I guess the best summary of these two impls is, “if you need a number with more than 7 bits, you can use an integer from typenum rather than the integers provided by nalgebra.” But looking around I don’t know if this fact is actually documented anywhere, which is unfortunate.


Those kind of signatures are a good example of what i mean with “deeply nested” too. So i go on and assume i do not need to understand that and have a look at trait nalgebra::core::dimension::DimMul ( because i want to do a multiplication. Among the implementors i find

While I’m not certain, my best guess as to why nalgebra might have this trait is that it probably has a function somewhere that e.g. flattens an NxM matrix into a N*M length vector. This trait would then be needed in order to write the output type of that function.

These type-level programming constructs are seldom useful for users of a library; they only exist in order to make it possible for the author of the library to write the signatures of some of their functions!

I try to use some lib (std or crate), then get a compiler error because of the wrong type.

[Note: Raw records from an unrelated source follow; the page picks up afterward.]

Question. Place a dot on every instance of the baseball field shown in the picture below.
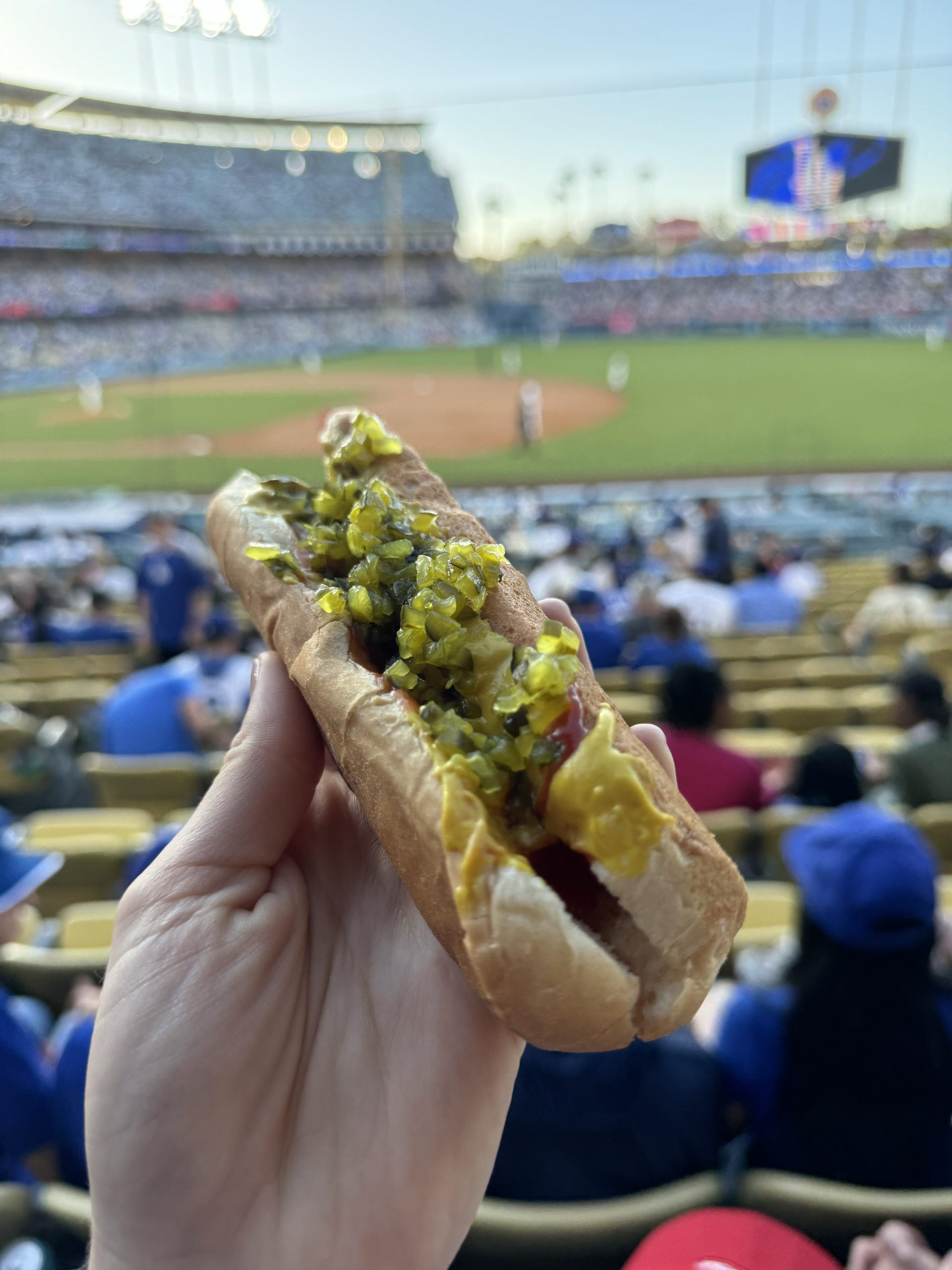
(668, 408)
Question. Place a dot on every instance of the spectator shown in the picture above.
(584, 1127)
(172, 592)
(191, 704)
(716, 549)
(901, 605)
(827, 776)
(26, 1083)
(765, 605)
(101, 627)
(709, 607)
(602, 636)
(847, 1070)
(695, 705)
(931, 574)
(670, 644)
(922, 770)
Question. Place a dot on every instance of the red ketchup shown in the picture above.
(568, 733)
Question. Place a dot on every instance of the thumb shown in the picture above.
(266, 784)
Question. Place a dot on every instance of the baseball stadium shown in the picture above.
(710, 425)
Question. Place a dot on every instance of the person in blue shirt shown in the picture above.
(586, 1127)
(763, 605)
(672, 644)
(846, 1071)
(27, 1118)
(603, 638)
(172, 591)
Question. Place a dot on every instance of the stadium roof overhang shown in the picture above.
(66, 112)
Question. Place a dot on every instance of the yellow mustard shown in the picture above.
(598, 803)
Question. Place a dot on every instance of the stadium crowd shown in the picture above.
(742, 300)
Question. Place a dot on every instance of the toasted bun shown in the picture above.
(645, 964)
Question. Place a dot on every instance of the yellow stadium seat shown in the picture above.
(67, 1207)
(754, 676)
(935, 821)
(88, 926)
(16, 1210)
(159, 784)
(126, 825)
(733, 828)
(597, 1235)
(636, 706)
(49, 973)
(875, 704)
(844, 672)
(834, 1213)
(803, 709)
(615, 679)
(774, 824)
(762, 743)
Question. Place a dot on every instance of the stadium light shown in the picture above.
(214, 17)
(253, 19)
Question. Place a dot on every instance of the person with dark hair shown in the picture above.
(603, 638)
(846, 1071)
(695, 705)
(901, 605)
(765, 605)
(922, 771)
(827, 776)
(716, 548)
(668, 645)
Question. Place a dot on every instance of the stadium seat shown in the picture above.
(49, 973)
(844, 672)
(935, 821)
(774, 822)
(875, 704)
(159, 784)
(16, 1209)
(636, 706)
(88, 926)
(67, 1207)
(51, 828)
(615, 679)
(772, 913)
(803, 709)
(762, 743)
(834, 1213)
(597, 1235)
(733, 827)
(756, 676)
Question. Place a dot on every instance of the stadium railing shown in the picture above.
(598, 1235)
(834, 1213)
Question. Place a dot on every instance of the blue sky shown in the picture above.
(368, 58)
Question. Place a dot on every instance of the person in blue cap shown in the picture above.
(846, 1071)
(27, 1122)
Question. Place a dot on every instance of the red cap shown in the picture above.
(728, 1239)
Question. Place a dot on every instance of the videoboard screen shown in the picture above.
(823, 171)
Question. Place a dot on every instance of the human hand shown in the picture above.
(895, 1246)
(287, 1070)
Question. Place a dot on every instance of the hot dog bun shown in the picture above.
(640, 953)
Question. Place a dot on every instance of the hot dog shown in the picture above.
(545, 847)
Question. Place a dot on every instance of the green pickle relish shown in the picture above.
(414, 597)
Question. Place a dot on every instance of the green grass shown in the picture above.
(691, 407)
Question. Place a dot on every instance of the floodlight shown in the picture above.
(134, 12)
(214, 17)
(176, 14)
(254, 18)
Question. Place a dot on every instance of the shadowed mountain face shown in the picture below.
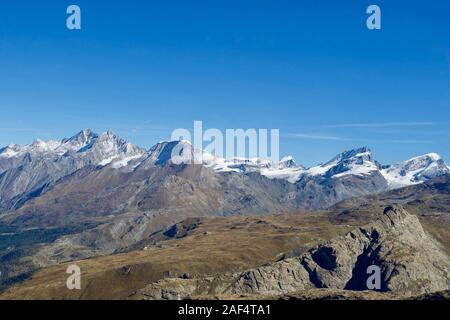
(262, 257)
(93, 195)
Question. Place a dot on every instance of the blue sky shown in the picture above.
(310, 68)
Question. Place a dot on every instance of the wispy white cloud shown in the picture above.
(382, 124)
(315, 136)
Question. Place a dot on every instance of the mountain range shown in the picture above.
(93, 195)
(30, 171)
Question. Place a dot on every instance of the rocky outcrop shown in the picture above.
(411, 263)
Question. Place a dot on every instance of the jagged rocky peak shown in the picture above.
(416, 170)
(178, 152)
(410, 262)
(288, 162)
(10, 151)
(359, 162)
(81, 139)
(357, 156)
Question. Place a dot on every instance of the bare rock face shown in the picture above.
(411, 263)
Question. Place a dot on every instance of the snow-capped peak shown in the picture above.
(79, 141)
(177, 152)
(416, 170)
(10, 151)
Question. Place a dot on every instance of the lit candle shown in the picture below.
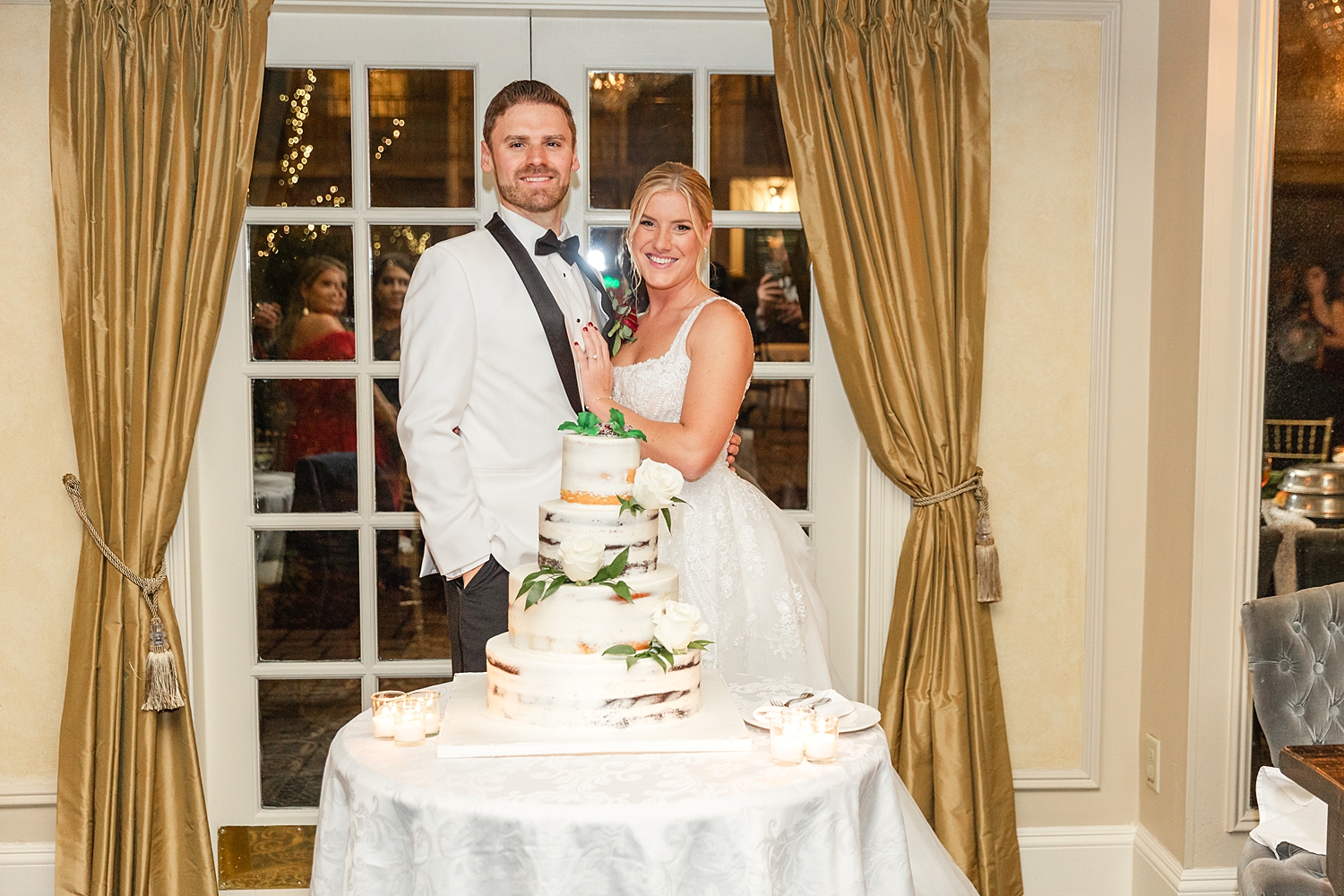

So i go ahead and consult the documentation for the function/trait/struct and see all kinds of different types, just to find out i don’t know anything about those as well.

I’m going to be honest, this is how it begins for everyone. You’re entering a world that has had a fair amount of time to build up its abstractions and best practices, many of which are not entirely like most other languages, and now you need to play “catch up.” If a type error is just too overwhelming to figure out, you can share the problem snippet on #rust-beginners or #rust on IRC ( and people can help you find out what to look for.


Your explanations make perfectly sense. Thank you very much!
I wish i could consult you every time i can’t make sense of some documentation :smile: . As mentioned, i too assumed that i do not need to understand everything when consulting the docs. I hope as time goes by the line between “i don’t need to understand this right now for my use case” and “it would be better to check out what that does” becomes more clear.

It seems i have a lot to learn, and it seems, i will have to get more in touch with the community if i want to learn Rust.
As for now, thanks to everybody taking the time to support this beginner. I will now go back to learning with ExpHP’s recommendations in mind.

Have a nice evening.


@ExpHP gave an excellent explanation (the projects themselves could potentially use pieces of it in their own docs).

I’ll also just mention that nalgebra and typenum are some of the more type heavy libs that I’ve seen - this is by no means the norm. Libs use generics liberally but type level calculations are a rare thing. They also suffer from lack of language features, notably type level integers, which makes them implement the same stuff for a fixed number of types of different arity. It’s more boilerplate for the author of the lib, yes, but it also makes the output harder to read in docs because all of them surface there (as @ExpHP said, you learn to ignore them for the most part).

The issue with these crates is that even though the authors intend the users to write code a certain way, and if the code compiles you don’t see the monsters beneath the surface, the compiler errors when things do go wrong are not for rust beginners.

I’ll mention a nice blog post that walks you through type level computation: You might find it interesting and if you understand the technique there, it’ll help understand other libs using it.